直到這時,他才知道為什麼自己女人投到別人的懷抱,才知道胡俊為什麼那麼會對自己不屑一顧。

“我們已經完了,以後你別來打擾我了!”這是張曉雅給向淩發的最後一條短信,沒有安慰,隻有警告。

心灰意冷之下,向淩拿著公司發給他的離職工資,離開了g市,回到了家鄉,堯上村。

向淩罵完之後,提了提背上的背包,低著頭沿著村裏的水泥道朝著自己家走去,生怕被熟人看見,問自己回家的原因,那可就尷尬了。

可惜怕什麼就來什麼,向淩低著頭走路,卻被一陣刺耳的摩托車喇叭聲給嚇了一跳。

一輛看起來就有些年頭的錢江‘嘎吱’一聲就停在了向淩的身邊,由於農村人開摩托車都不帶頭盔,所以向淩一眼就認出了來人,是自己的發小,叫做黃忠。

黃忠初中還沒畢業就在家務農了,一張臉龐也是黑黝黝的,身材也很壯。

“咦,老大,是你啊,你怎麼回來了?”黃忠本來是準備去鎮上賣點山貨,可是在路上看見向淩的身影,覺得有些熟悉,就將車停了下來,沒想到居然是向淩。

看見黃忠,向淩心裏也是很高興的,笑著錘了一下黃忠的肩膀後說道:“哎呀,忠子啊,尼瑪的,嚇我一跳你,我還以為是誰,這是準備去哪兒啊。”

黃忠也沒接話,而是從兜裏摸出了一包紅雙喜出來,自己點了一根,給了向淩一根之後才說道:“前幾天弄了些山貨回來,今天才曬幹,準備拉到鎮上賣了,換點錢。”

“不過老大,你這大包小包的是回家來看看還是?”黃忠吸一口煙之後看著向淩問道。

深深的吸了一口煙,向淩歎了口氣說道:“誒,一言難盡啊,有時間再說吧。”

看著向淩一副欲言又止的表情,黃忠也沒在問,而是樂嗬嗬的說道:“行,你快回家吧,叔和嬸知道你回來一定高興壞了,每次遇見都跟我念叨你呢,我晚上去找你,我們哥倆好好喝幾杯。”

“行,那你先去賣貨吧,晚上我們在好好聊聊。”向淩笑著揮了揮手說道。

黃忠就和向淩告別去鎮上了,天氣太熱了,背著背包的向淩擦了下額頭上的汗水加快腳步朝自己家走去。

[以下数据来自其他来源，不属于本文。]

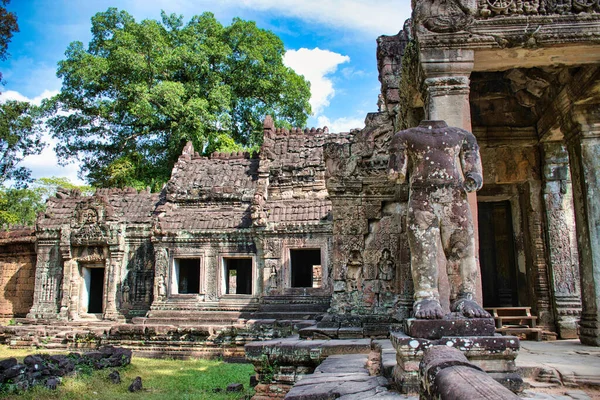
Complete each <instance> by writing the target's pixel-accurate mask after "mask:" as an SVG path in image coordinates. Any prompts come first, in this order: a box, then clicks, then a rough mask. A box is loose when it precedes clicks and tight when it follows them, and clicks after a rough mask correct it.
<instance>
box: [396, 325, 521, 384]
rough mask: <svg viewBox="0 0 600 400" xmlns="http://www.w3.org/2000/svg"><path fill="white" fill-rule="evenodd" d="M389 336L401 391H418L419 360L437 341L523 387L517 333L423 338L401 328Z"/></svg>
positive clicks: (512, 382)
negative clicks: (518, 354)
mask: <svg viewBox="0 0 600 400" xmlns="http://www.w3.org/2000/svg"><path fill="white" fill-rule="evenodd" d="M390 340H391V342H392V345H393V346H394V348H395V349H396V361H397V364H396V366H395V367H394V371H393V381H394V384H395V385H396V387H397V388H398V390H399V391H400V392H402V393H414V392H418V391H419V363H420V362H421V360H422V358H423V353H424V352H425V350H426V349H428V348H429V347H431V346H434V345H446V346H450V347H454V348H457V349H459V350H461V351H462V352H463V354H464V355H465V356H466V357H467V359H468V360H469V361H470V362H471V363H473V364H475V365H476V366H478V367H480V368H481V369H483V370H484V371H485V372H487V373H488V374H490V375H491V376H492V377H493V378H494V379H496V380H497V381H498V382H500V383H502V384H503V385H504V386H506V387H507V388H509V389H510V390H512V391H514V392H516V391H519V390H521V389H522V386H523V379H522V378H521V376H520V375H519V373H518V371H517V367H516V364H515V359H516V357H517V354H518V352H519V346H520V345H519V339H518V338H517V337H514V336H443V337H440V338H439V339H424V338H415V337H412V336H408V335H406V334H404V333H401V332H392V333H391V334H390Z"/></svg>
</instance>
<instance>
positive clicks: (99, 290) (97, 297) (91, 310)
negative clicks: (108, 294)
mask: <svg viewBox="0 0 600 400" xmlns="http://www.w3.org/2000/svg"><path fill="white" fill-rule="evenodd" d="M103 298H104V268H90V292H89V303H88V313H90V314H101V313H102V300H103Z"/></svg>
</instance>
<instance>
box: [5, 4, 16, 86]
mask: <svg viewBox="0 0 600 400" xmlns="http://www.w3.org/2000/svg"><path fill="white" fill-rule="evenodd" d="M8 3H10V0H0V61H4V60H6V58H7V57H8V44H9V43H10V40H11V39H12V36H13V32H19V25H18V24H17V15H16V14H15V13H13V12H8V11H6V6H7V5H8ZM0 81H2V73H1V72H0Z"/></svg>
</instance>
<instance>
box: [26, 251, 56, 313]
mask: <svg viewBox="0 0 600 400" xmlns="http://www.w3.org/2000/svg"><path fill="white" fill-rule="evenodd" d="M37 254H38V258H37V263H36V269H35V288H34V293H33V307H31V310H30V311H29V313H28V314H27V318H35V319H54V318H57V316H58V307H59V301H60V300H59V299H58V297H59V293H60V283H61V281H62V270H61V268H62V265H60V264H61V260H60V250H59V245H58V243H53V244H38V248H37Z"/></svg>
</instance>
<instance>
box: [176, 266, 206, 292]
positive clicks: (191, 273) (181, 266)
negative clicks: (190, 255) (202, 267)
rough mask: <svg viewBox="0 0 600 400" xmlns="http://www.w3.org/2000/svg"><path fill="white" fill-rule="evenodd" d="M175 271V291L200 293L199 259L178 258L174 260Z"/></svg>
mask: <svg viewBox="0 0 600 400" xmlns="http://www.w3.org/2000/svg"><path fill="white" fill-rule="evenodd" d="M175 273H176V274H177V277H178V280H177V293H179V294H198V293H200V259H199V258H180V259H176V260H175Z"/></svg>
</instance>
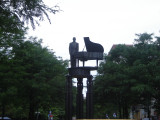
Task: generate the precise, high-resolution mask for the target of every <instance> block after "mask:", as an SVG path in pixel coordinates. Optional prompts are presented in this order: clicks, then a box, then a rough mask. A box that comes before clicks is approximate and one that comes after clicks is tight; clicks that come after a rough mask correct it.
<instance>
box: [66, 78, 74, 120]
mask: <svg viewBox="0 0 160 120" xmlns="http://www.w3.org/2000/svg"><path fill="white" fill-rule="evenodd" d="M65 99H66V103H65V117H66V120H72V111H73V102H72V101H73V95H72V77H71V76H70V75H67V76H66V98H65Z"/></svg>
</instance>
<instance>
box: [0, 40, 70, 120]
mask: <svg viewBox="0 0 160 120" xmlns="http://www.w3.org/2000/svg"><path fill="white" fill-rule="evenodd" d="M10 48H12V49H11V50H10V52H9V54H4V55H3V56H2V57H1V58H3V63H2V64H1V67H0V76H1V81H0V88H1V92H0V97H1V99H0V100H1V103H0V107H1V108H3V110H2V113H3V114H5V115H6V114H8V115H10V116H12V118H16V119H17V118H19V119H20V118H21V119H22V118H28V119H34V118H35V112H36V111H40V112H41V117H43V115H45V116H46V115H47V112H48V111H49V110H51V109H52V108H53V107H54V109H55V108H57V109H59V110H60V109H61V111H59V114H61V115H62V114H64V111H63V109H64V104H62V103H65V102H64V96H65V95H64V92H65V90H64V88H65V74H66V65H67V62H66V61H63V60H62V59H61V58H59V57H56V56H55V55H54V52H52V51H51V50H49V49H48V48H47V47H42V45H41V40H40V41H38V42H37V39H36V38H33V37H30V38H29V40H25V41H23V40H21V41H20V40H19V41H17V42H14V41H12V44H11V45H10ZM6 53H7V52H6ZM8 55H9V57H7V56H8ZM4 58H5V59H4ZM1 61H2V59H1ZM10 98H12V99H10ZM8 107H9V110H6V109H5V108H8ZM57 109H56V110H57ZM28 114H29V116H28Z"/></svg>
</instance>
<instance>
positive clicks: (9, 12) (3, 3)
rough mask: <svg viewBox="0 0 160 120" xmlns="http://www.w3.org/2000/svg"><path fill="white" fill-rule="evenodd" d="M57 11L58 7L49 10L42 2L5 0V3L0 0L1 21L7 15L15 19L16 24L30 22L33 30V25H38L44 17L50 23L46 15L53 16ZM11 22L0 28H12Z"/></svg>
mask: <svg viewBox="0 0 160 120" xmlns="http://www.w3.org/2000/svg"><path fill="white" fill-rule="evenodd" d="M58 11H59V7H58V6H55V7H54V8H50V7H48V6H47V5H46V4H44V2H43V0H7V1H6V0H1V1H0V15H1V16H0V17H1V18H2V19H3V18H5V17H8V16H5V15H9V16H10V17H14V18H16V20H17V21H18V22H22V23H29V22H30V23H31V25H32V27H33V28H35V23H36V24H39V21H43V20H44V16H45V17H46V18H47V19H48V20H49V22H51V21H50V18H49V16H48V13H53V14H55V13H56V12H58ZM3 20H5V19H3ZM4 22H5V21H4ZM7 22H8V20H7ZM13 22H14V21H12V22H11V24H7V23H6V24H4V25H3V24H1V25H2V26H5V25H8V26H7V27H8V28H12V27H13V26H12V23H13ZM2 23H3V21H2ZM16 25H17V24H16ZM22 25H23V24H22ZM0 27H1V26H0ZM16 27H17V26H16Z"/></svg>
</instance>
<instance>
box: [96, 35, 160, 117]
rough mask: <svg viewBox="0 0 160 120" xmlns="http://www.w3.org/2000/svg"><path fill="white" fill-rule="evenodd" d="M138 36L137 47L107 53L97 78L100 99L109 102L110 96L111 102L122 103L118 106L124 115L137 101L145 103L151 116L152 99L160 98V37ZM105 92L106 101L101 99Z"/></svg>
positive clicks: (96, 91) (97, 83)
mask: <svg viewBox="0 0 160 120" xmlns="http://www.w3.org/2000/svg"><path fill="white" fill-rule="evenodd" d="M136 35H137V36H138V38H137V39H135V43H136V44H135V45H134V46H126V45H118V46H117V47H116V48H115V49H113V50H112V51H111V52H110V53H109V55H108V56H106V59H105V61H104V62H103V63H102V64H101V66H100V68H99V71H98V72H99V75H98V76H97V78H96V80H95V86H96V87H95V93H96V97H97V102H99V103H102V104H105V102H106V101H107V102H110V101H109V100H106V99H109V98H110V99H111V103H114V104H117V103H119V105H118V104H117V109H119V116H120V117H121V116H122V117H123V118H127V116H124V115H127V113H128V112H127V110H128V109H129V108H130V107H132V106H135V105H137V104H142V105H143V106H144V109H146V110H147V112H148V117H150V106H151V100H153V99H156V103H158V101H159V97H158V94H159V92H158V91H159V90H158V89H159V87H158V86H157V85H158V84H159V57H160V54H159V37H157V40H156V41H155V42H153V40H152V38H153V34H148V33H143V34H136ZM101 95H104V96H105V98H106V99H105V101H101V102H100V100H102V99H103V98H102V96H101ZM113 95H114V96H113ZM116 96H117V97H116ZM123 102H124V103H123ZM125 105H127V106H126V107H125ZM156 105H158V104H156ZM118 106H119V107H118ZM157 108H159V107H158V106H157ZM121 112H122V113H123V114H122V115H121Z"/></svg>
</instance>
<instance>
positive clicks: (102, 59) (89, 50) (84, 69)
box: [69, 37, 104, 78]
mask: <svg viewBox="0 0 160 120" xmlns="http://www.w3.org/2000/svg"><path fill="white" fill-rule="evenodd" d="M84 42H85V46H86V50H87V52H85V51H82V52H76V53H75V54H74V58H75V59H77V60H78V63H77V64H78V65H77V67H74V68H70V69H69V74H70V75H72V76H74V77H76V78H78V77H85V76H86V75H88V72H90V71H91V70H97V69H98V60H103V52H104V49H103V46H102V45H100V44H98V43H93V42H91V41H90V39H89V37H84ZM88 60H96V66H94V67H85V62H86V61H88ZM79 61H82V62H83V66H82V67H80V66H79Z"/></svg>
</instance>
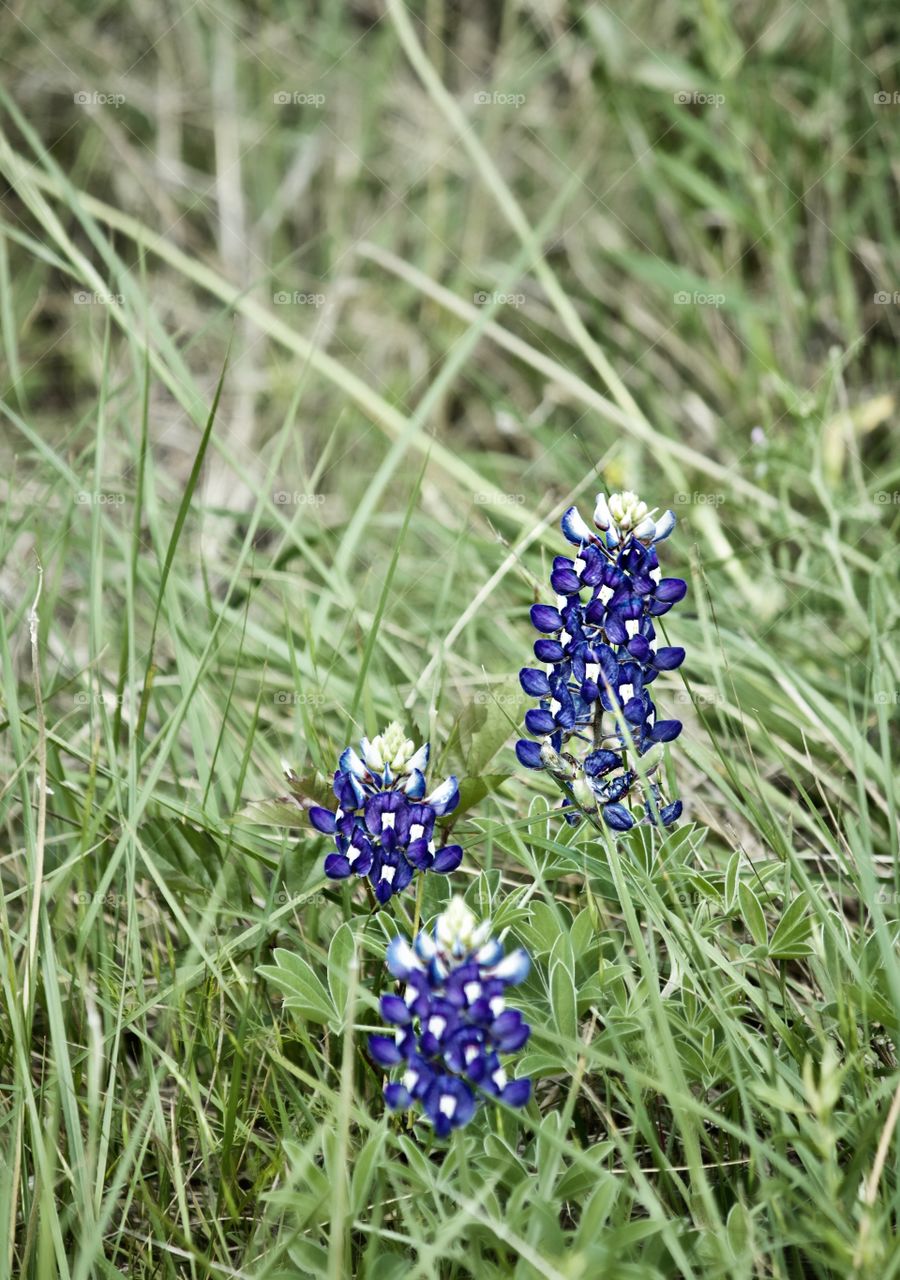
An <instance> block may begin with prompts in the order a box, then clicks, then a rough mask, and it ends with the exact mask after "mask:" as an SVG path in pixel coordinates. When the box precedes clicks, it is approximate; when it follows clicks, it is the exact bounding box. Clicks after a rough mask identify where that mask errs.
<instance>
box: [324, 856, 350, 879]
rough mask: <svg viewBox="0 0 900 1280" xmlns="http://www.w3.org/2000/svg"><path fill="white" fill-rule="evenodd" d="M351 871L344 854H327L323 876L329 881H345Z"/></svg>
mask: <svg viewBox="0 0 900 1280" xmlns="http://www.w3.org/2000/svg"><path fill="white" fill-rule="evenodd" d="M352 870H353V868H352V867H351V865H350V859H348V858H347V855H346V854H329V855H328V858H326V859H325V874H326V876H328V878H329V879H347V877H348V876H350V874H351V873H352Z"/></svg>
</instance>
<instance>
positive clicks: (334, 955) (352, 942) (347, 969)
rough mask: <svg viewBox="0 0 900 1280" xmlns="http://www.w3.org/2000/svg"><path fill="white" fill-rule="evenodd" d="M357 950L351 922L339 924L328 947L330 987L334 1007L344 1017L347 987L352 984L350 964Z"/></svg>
mask: <svg viewBox="0 0 900 1280" xmlns="http://www.w3.org/2000/svg"><path fill="white" fill-rule="evenodd" d="M355 951H356V938H355V937H353V931H352V929H351V927H350V924H347V922H344V923H343V924H342V925H339V928H338V931H337V933H335V934H334V937H333V938H332V945H330V946H329V948H328V989H329V991H330V992H332V1000H333V1001H334V1007H335V1009H337V1011H338V1014H341V1018H342V1019H343V1016H344V1014H346V1010H347V989H348V986H350V965H351V961H352V959H353V952H355Z"/></svg>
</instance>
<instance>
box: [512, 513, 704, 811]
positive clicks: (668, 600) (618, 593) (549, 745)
mask: <svg viewBox="0 0 900 1280" xmlns="http://www.w3.org/2000/svg"><path fill="white" fill-rule="evenodd" d="M561 526H562V531H563V534H565V536H566V538H567V540H568V541H570V543H572V544H574V545H575V547H576V548H577V552H576V553H575V554H574V556H572V557H566V556H557V557H556V558H554V561H553V567H552V571H550V586H552V588H553V590H554V591H556V593H557V599H556V604H535V605H533V608H531V623H533V626H534V627H535V630H536V631H539V632H540V639H539V640H538V641H535V645H534V654H535V658H536V659H538V660H539V662H542V663H544V664H545V669H543V671H540V669H538V668H535V667H524V668H522V671H521V672H520V677H518V678H520V682H521V686H522V689H524V690H525V692H526V694H530V695H531V696H533V698H536V699H538V707H536V708H533V709H531V710H529V712H527V713H526V716H525V727H526V730H527V732H529V733H531V735H533V736H534V737H536V739H540V741H530V740H529V739H520V741H518V742H517V744H516V754H517V756H518V759H520V762H521V763H522V764H524V765H525V767H526V768H530V769H547V771H548V772H549V773H550V774H552V776H553V777H554V778H556V780H557V781H558V782H559V783H561V785H562V786H563V790H565V791H566V794H567V795H568V799H570V803H571V804H570V809H568V812H567V814H566V817H567V818H568V820H570V822H577V820H580V815H581V814H595V813H597V814H599V815H600V817H602V818H603V820H604V822H606V824H607V826H608V827H611V828H613V829H615V831H627V829H629V828H630V827H632V826H634V824H635V820H640V822H655V820H659V822H661V823H662V824H663V826H670V824H671V823H672V822H676V820H677V818H679V817H680V815H681V810H682V805H681V801H680V800H675V801H672V803H666V801H664V800H663V797H662V794H661V791H659V787H658V786H657V783H655V782H649V783H647V786H645V791H647V794H645V795H644V804H643V810H641V817H640V819H635V815H634V813H632V812H631V810H630V809H629V806H627V804H626V803H625V801H627V800H629V799H630V794H631V792H632V790H634V788H635V787H636V786H638V787H643V786H644V780H645V778H649V776H650V774H652V773H654V772H655V771H657V769H658V767H659V764H661V762H662V754H661V746H659V744H662V742H671V741H672V740H673V739H676V737H677V736H679V733H680V732H681V722H680V721H677V719H661V718H659V717H658V716H657V709H655V705H654V703H653V699H652V698H650V691H649V686H650V685H652V684H653V681H654V680H655V678H657V676H658V675H659V672H661V671H673V669H675V668H676V667H679V666H680V664H681V662H684V657H685V650H684V649H681V648H676V646H672V645H662V646H657V644H655V639H657V632H655V627H654V625H653V620H654V618H658V617H662V616H663V614H664V613H668V611H670V609H671V608H672V605H673V604H677V602H679V600H681V599H682V598H684V595H685V594H686V591H687V585H686V582H684V580H682V579H680V577H662V576H661V568H659V558H658V556H657V544H658V543H661V541H663V540H664V539H666V538H668V536H670V534H671V532H672V530H673V529H675V513H673V512H672V511H667V512H664V513H663V515H662V516H659V517H657V515H655V512H652V511H649V509H648V507H647V503H644V502H641V500H640V499H639V498H638V495H636V494H634V493H618V494H613V495H612V497H611V498H608V499H607V497H606V494H598V495H597V506H595V508H594V527H593V529H591V527H590V525H588V522H586V521H585V520H584V518H583V516H581V515H580V513H579V511H577V508H576V507H570V508H568V511H567V512H566V513H565V515H563V517H562V521H561ZM604 714H606V716H608V717H609V721H611V723H609V724H608V726H607V727H604V722H603V719H604ZM577 742H581V744H583V745H584V751H583V756H581V759H577V758H576V756H575V755H572V754H571V750H567V748H571V746H572V745H576V744H577ZM638 759H640V765H639V767H635V764H636V760H638ZM641 774H643V777H641Z"/></svg>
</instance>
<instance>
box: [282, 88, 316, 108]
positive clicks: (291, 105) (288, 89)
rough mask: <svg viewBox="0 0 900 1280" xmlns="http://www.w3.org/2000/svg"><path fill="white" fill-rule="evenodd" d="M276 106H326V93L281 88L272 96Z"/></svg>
mask: <svg viewBox="0 0 900 1280" xmlns="http://www.w3.org/2000/svg"><path fill="white" fill-rule="evenodd" d="M271 100H273V102H274V104H275V106H315V108H321V106H324V105H325V95H324V93H307V92H306V91H302V90H291V88H279V90H277V91H275V92H274V93H273V95H271Z"/></svg>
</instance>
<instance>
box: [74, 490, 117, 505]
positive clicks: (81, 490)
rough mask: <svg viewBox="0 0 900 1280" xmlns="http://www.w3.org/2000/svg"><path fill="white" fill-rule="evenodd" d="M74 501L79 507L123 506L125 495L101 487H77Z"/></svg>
mask: <svg viewBox="0 0 900 1280" xmlns="http://www.w3.org/2000/svg"><path fill="white" fill-rule="evenodd" d="M76 502H77V503H78V506H79V507H123V506H124V502H125V495H124V493H115V492H104V490H102V489H79V490H78V493H77V494H76Z"/></svg>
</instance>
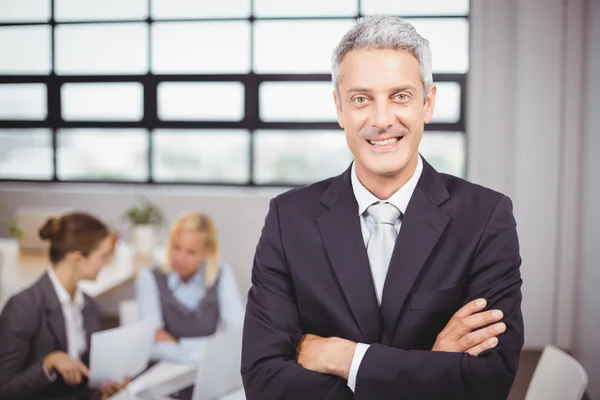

看著離別已久的大院子就在眼前,一種近鄉情怯的心情蔓延在向淩的心間,他在想見到父母之後應該說什麼,總不可能說自己被人帶了綠帽,然後那個和那個男的打了一頓被開除了吧。

正在躊躇之間‘吱’的一聲響起,院子的大門就被打開了,隻見一個臉上充滿了皺紋的中年女人背著個鋤頭走了出來,等他看到門口站著的向淩之後,滿含淚水的喊道:“我的兒啊,你總算是回來了啊,想死媽了啊!”